Türkiye Finans Forumu
- Başbakan Yardımcısı Şimşek: (2) - "Özellikle bu yılın 8-9 ayında KGF etkisiyle büyük bir kredi genişlemesi var. Şimdi hızla normalleşiyor, hatta yakın dönem ortalamasının da altına inmiş durumda" - "Şu anda bizim karşı karşıya olduğumuz en önemli sorun enflasyonun hala kalıcı bir şekilde düşük tek haneye, yüzde 5'in altını kastediyorum, düşmemesidir. Bu sizin yatırım tercihlerinizi, tasarruf tercihlerinizi, dolarizasyonu her şeyi etkiliyor" - "Kim ne derse desin, evet, iniş-çıkışlar, stresler, şoklar, tartışmalar oluyor. Ancak Türkiye gibi ülkelerin geleceği parlak" - "Bugün Türkiye'nin çektiği doğrudan yatırımların rahat bir şekilde 2 katını, iyi bir senaryoda 2,5-3 katını çekebiliriz"
İSTANBUL (AA) - Başbakan Yardımcısı Mehmet Şimşek, özellikle bu yılın 8-9 ayında KGF etkisiyle büyük bir kredi genişlemesi olduğunu belirterek, "Şimdi hızla normalleşiyor, hatta yakın dönem ortalamasının da altına inmiş durumda." dedi.
Şimşek, Hürriyet gazetesi tarafından düzenlenen "Türkiye Finans Forumu"nun açılışındaki konuşmasında en büyük eksikliklerinin piyasalar olduğunu ve şu anda o piyasaları oluşturmaya çalıştıklarını söyledi.
Mehmet Şimşek, özellikle bu yılın 8-9 ayında KGF etkisiyle büyük bir kredi genişlemesi olduğunu aktararak, "Şimdi hızla normalleşiyor hatta yakın dönem ortalamasının da altına inmiş durumda. Dolayısıyla 'aşırı ısınma olacak mı?' sorusuna bu bir cevap. Bankacılık sektörünün en önemli sorunu kredi mevduat oranının çok yüksek olması. Kamu harcamalarının vergilerle finanse ettiğiniz ölçüde geleceğe daha emin adımlarla yürüyorsunuz ya, bankacılık sektörü de önemli ölçüde kredileri mevduatla finanse ediyorsa nispeten risk algısı daha düşük olur." diye konuştu.

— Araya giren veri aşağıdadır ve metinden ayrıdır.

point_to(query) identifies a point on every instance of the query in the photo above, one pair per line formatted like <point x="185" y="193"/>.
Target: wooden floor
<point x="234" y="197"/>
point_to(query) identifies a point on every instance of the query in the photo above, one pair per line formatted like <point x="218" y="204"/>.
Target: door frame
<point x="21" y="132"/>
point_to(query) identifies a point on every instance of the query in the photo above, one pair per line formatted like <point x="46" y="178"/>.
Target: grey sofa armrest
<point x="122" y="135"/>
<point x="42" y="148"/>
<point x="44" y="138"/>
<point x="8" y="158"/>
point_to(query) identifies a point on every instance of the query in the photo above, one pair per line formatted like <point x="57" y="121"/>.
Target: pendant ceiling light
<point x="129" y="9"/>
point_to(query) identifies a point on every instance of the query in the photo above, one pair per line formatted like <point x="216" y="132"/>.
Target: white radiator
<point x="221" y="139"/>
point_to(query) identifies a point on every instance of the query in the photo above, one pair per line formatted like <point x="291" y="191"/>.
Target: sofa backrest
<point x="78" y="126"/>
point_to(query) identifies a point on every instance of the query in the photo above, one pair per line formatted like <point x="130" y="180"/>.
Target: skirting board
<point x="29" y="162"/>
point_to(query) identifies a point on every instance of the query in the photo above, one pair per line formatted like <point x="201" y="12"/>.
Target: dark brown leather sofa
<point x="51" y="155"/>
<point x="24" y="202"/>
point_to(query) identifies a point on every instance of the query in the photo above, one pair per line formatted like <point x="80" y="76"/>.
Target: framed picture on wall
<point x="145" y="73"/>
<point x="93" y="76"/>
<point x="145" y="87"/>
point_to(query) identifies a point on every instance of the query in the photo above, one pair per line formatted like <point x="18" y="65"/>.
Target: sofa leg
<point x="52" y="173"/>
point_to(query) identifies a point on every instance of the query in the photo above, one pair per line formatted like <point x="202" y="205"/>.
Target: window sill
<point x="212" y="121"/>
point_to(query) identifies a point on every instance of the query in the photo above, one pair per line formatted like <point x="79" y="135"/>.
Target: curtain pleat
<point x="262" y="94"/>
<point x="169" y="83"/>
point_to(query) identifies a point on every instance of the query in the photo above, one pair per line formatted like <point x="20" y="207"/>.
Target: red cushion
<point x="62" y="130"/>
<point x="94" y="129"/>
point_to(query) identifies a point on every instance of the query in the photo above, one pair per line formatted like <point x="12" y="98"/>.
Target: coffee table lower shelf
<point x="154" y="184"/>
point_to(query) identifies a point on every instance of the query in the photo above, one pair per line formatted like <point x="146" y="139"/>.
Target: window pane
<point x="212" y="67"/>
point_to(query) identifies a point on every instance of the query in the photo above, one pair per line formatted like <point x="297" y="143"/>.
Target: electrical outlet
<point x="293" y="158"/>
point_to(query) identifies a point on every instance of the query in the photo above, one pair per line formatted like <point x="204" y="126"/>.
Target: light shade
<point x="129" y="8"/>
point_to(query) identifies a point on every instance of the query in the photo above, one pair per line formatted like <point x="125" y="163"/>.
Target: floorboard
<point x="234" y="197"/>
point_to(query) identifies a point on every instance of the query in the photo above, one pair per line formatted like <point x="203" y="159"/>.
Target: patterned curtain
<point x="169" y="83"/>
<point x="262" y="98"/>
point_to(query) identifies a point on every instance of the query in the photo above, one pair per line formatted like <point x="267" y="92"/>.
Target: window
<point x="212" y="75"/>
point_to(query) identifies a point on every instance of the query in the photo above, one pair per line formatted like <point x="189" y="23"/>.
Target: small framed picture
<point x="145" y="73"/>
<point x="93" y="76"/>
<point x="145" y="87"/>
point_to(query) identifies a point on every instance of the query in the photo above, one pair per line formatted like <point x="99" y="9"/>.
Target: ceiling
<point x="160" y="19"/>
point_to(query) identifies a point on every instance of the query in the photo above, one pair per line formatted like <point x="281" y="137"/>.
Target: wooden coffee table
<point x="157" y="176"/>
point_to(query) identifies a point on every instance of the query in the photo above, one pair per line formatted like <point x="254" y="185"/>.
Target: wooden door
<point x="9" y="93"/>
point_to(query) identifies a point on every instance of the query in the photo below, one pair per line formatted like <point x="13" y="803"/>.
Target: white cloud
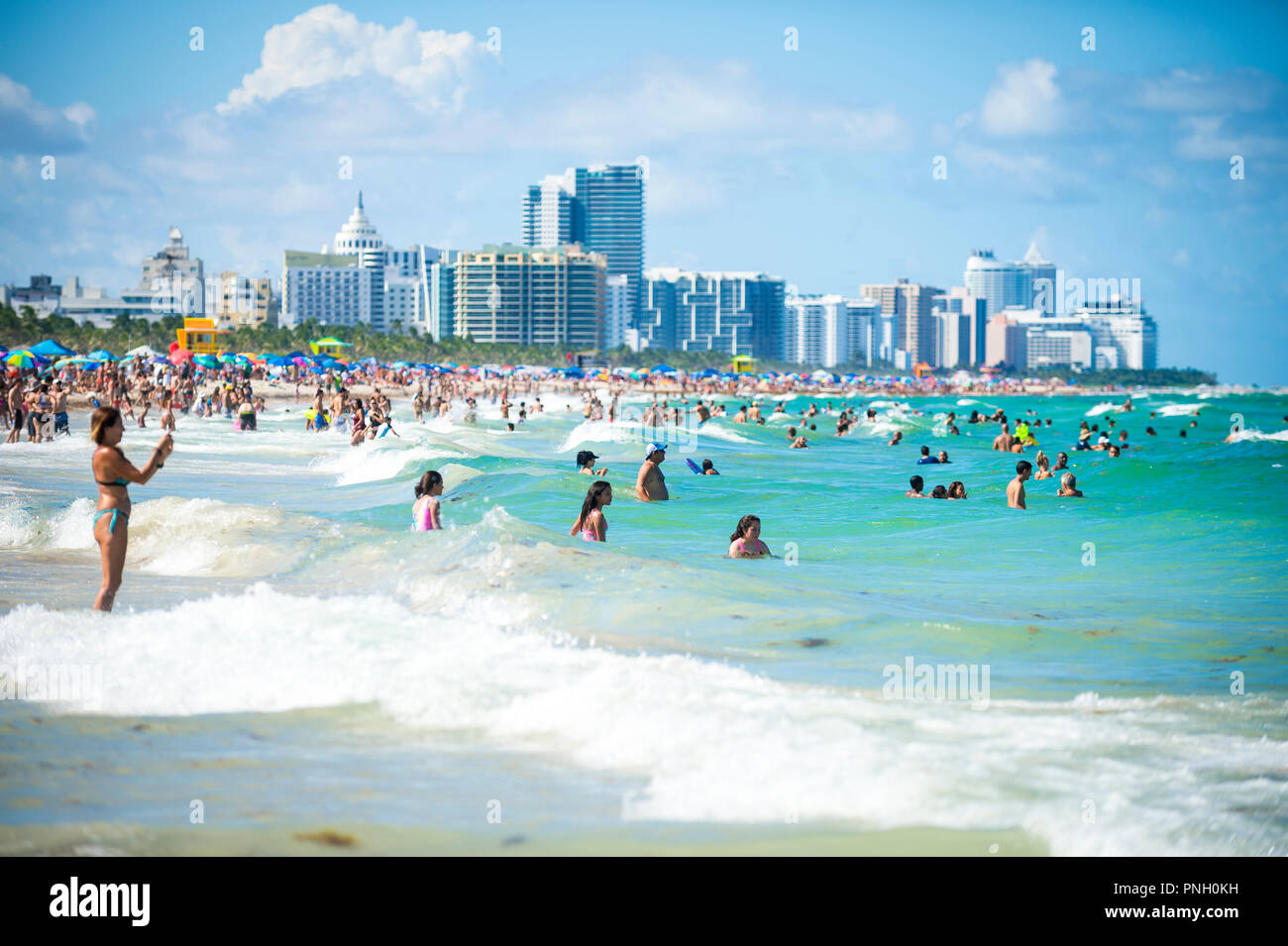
<point x="1028" y="174"/>
<point x="326" y="44"/>
<point x="29" y="126"/>
<point x="1186" y="90"/>
<point x="863" y="128"/>
<point x="1022" y="100"/>
<point x="1207" y="139"/>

Bankacılık sektöründe sistemin, geçmişle karşılaştırılamayacak kadar asli fonksiyonlarına döndüğünü dile getiren Şimşek, bankacılık sisteminin kredi mevduat oranı ve kaynak anlamında bir miktar kısıtlı alanlara tabi olsa da diğer bütün alanlarda son derece sağlam ve sağlıklı bir temel üzerinde gittiğini belirtti.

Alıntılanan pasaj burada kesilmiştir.